U.S. stock investors are finding the value of staying close to home.
Even as the U.S. economy barely grew in early 2014, companies with a domestic orientation have on balance delivered better first-quarter sales and profit growth than their globally oriented peers.
RBC Capital Markets found that sales growth among companies with a high percentage of their revenue coming from the United States was three times stronger than those with a bigger international sales mix. Earnings growth was six times as robust. U.S.-focused names had bigger upside surprises on both the top and the bottom lines.
"With the U.S. economy vaulting energetically out of its winter cold spell but China looking even more beset by gravitational forces ... the two-speed developed market-vs-emerging market global recovery ... is growing more clear and present," analysts at Nomura wrote in a note to clients.
Companies with U.S.-oriented revenue rank among the year's leading advancers in the S&P 100 Index.
Anadarko Petroleum Corp., which gets more than three-fourths of its revenue from the U.S. market, is up nearly 27 percent in 2014. In its latest quarter, the company's revenue grew 50.1 percent, representing an upside surprise of almost 50 percent compared with expectations.
Utilities are 2014's runaway outperformers, with the S&P utilities index up nearly 11 percent. Utilities also have some of the highest U.S. revenue exposure. The stock of Exelon Corp. is up 32.2 percent in 2014; in its latest quarter, Exelon posted revenue growth of 17 percent, good for an upside surprise of 28 percent relative to analysts' forecasts.
Power sector-focused funds have attracted inflows of almost $2 billion in 2014, according to Thomson Reuters' Lipper, though the sector is also favored as a defensive or dividend play, offering an average yield of 3.7 percent.
Conversely, technology companies have the highest percentage of foreign revenue exposure, according to Standard & Poor's. The group, which has sold off recently on concerns that valuations are stretched, has had outflows of $1.25 billion this quarter, according to Lipper.
Qualcomm Inc. and Broadcom Corp. have more than 94 percent of sales coming from abroad and both disappointed in their most recent results, with Chinese growth a major factor.
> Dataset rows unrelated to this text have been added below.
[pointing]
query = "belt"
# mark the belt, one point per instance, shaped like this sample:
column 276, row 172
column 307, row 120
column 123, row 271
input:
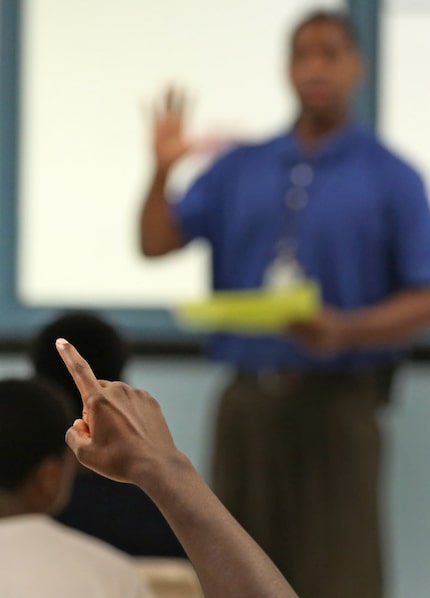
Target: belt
column 272, row 378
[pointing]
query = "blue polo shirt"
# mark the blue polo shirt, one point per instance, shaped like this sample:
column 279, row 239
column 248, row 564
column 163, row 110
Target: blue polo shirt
column 363, row 234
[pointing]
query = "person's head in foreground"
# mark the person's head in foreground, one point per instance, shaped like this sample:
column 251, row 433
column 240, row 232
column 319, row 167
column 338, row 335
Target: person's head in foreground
column 325, row 64
column 123, row 435
column 36, row 466
column 100, row 342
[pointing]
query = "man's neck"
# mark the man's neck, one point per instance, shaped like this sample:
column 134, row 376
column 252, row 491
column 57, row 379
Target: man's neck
column 311, row 127
column 12, row 503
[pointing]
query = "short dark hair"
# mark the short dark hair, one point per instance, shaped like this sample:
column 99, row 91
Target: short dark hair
column 97, row 341
column 337, row 18
column 34, row 416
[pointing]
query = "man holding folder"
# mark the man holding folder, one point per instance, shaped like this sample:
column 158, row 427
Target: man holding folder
column 297, row 444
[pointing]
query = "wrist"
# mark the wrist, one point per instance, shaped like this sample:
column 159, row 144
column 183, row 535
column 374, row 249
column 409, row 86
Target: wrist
column 160, row 476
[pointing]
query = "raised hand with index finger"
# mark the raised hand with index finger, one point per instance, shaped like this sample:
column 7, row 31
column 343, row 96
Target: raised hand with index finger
column 122, row 434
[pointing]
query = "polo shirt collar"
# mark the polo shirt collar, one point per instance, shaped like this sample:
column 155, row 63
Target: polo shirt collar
column 289, row 147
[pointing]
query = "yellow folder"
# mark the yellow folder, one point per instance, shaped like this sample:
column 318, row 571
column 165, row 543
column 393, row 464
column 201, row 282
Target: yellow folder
column 256, row 311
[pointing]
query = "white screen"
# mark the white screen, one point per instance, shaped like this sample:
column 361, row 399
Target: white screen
column 85, row 147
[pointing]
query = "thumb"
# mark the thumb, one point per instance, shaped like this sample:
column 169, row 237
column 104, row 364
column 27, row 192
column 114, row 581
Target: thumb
column 78, row 436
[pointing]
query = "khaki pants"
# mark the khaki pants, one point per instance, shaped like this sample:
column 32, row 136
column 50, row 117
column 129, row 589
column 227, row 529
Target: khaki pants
column 297, row 463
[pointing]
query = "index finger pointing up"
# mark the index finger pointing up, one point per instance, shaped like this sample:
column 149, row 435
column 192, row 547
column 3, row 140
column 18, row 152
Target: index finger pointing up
column 79, row 369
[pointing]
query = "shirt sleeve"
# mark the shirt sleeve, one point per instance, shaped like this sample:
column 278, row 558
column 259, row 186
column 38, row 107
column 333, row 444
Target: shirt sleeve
column 199, row 211
column 410, row 229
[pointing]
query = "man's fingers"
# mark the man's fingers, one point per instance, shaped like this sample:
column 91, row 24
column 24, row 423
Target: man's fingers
column 79, row 369
column 78, row 436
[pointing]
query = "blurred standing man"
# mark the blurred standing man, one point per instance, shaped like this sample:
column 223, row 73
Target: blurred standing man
column 297, row 447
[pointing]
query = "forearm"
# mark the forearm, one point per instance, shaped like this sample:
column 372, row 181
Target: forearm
column 158, row 232
column 392, row 321
column 226, row 559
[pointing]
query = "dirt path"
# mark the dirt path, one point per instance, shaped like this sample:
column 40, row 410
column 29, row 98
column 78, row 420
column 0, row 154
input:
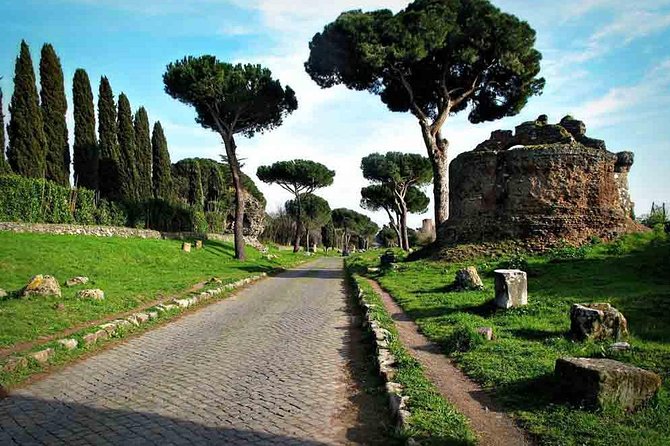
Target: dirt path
column 492, row 425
The week ahead will feature earnings from several companies representing both the domestic-leaning and international camps.
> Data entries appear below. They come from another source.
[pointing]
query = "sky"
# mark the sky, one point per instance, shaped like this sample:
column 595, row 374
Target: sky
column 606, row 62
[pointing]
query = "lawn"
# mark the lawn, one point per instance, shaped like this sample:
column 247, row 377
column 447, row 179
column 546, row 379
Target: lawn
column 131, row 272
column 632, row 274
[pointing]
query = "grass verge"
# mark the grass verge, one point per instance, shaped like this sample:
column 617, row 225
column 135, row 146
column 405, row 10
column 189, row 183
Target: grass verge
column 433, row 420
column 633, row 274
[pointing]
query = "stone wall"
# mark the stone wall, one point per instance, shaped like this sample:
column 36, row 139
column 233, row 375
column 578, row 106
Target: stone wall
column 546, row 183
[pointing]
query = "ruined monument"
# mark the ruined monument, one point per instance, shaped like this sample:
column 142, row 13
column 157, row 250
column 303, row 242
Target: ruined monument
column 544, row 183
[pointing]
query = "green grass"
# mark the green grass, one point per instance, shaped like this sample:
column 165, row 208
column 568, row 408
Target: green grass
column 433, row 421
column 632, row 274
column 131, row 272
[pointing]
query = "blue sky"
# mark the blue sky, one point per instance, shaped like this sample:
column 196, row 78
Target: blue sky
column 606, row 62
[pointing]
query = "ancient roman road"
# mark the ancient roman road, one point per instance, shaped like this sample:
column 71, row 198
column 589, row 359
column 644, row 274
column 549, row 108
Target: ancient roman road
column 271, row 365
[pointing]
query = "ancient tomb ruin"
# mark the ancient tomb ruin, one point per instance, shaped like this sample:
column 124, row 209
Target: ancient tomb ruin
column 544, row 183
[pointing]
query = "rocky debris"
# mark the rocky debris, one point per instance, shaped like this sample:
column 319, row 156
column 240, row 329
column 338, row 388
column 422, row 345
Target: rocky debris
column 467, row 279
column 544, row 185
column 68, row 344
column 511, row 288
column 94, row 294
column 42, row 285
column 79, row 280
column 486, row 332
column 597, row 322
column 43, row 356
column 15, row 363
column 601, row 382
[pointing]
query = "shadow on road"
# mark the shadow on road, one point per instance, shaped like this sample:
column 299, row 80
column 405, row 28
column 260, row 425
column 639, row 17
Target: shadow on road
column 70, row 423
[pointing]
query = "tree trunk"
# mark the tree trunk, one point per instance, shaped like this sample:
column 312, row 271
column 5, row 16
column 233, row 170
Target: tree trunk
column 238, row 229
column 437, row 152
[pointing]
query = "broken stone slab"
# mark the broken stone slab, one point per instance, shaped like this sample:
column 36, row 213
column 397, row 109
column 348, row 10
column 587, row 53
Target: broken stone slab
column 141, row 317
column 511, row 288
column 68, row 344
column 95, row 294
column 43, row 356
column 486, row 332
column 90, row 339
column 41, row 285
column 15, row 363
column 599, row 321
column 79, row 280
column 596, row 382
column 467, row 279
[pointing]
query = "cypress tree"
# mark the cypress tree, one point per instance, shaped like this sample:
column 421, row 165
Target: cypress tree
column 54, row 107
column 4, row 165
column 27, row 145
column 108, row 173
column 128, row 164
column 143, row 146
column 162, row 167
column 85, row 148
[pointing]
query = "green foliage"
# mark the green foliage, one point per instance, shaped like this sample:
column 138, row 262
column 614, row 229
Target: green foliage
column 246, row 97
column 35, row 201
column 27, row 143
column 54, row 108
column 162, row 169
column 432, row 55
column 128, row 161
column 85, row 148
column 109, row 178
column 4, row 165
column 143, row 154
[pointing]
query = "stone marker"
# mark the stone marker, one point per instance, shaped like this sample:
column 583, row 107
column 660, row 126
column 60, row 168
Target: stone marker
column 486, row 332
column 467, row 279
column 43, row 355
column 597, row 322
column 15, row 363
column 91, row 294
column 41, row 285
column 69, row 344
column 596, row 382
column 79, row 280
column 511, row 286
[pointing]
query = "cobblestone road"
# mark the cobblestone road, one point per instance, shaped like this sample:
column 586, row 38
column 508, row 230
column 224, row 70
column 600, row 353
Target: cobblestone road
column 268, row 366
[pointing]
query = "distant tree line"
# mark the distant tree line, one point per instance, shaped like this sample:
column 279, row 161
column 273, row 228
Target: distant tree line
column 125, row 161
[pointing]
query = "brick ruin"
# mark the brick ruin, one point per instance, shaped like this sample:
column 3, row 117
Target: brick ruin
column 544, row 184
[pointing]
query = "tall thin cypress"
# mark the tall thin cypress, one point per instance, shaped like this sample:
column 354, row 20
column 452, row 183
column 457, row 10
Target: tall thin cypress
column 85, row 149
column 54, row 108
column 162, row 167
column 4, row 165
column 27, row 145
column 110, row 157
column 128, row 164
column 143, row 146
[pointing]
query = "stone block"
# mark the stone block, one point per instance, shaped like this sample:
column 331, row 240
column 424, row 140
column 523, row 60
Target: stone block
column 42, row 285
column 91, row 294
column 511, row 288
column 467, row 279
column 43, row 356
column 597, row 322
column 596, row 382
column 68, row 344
Applied Materials, which gets about 80 percent of its revenue from abroad, will report results this week. Analysts expect the company to post revenue growth of 19 percent.
Deere & Co., which gets 63 percent of its sales domestically, is set to report earnings on Wednesday, while Wal-Mart Stores Inc., the largest of a slew of retailers reporting this week, is due to post results on Thursday. Wal-Mart gets 71 percent of its revenue from the United States.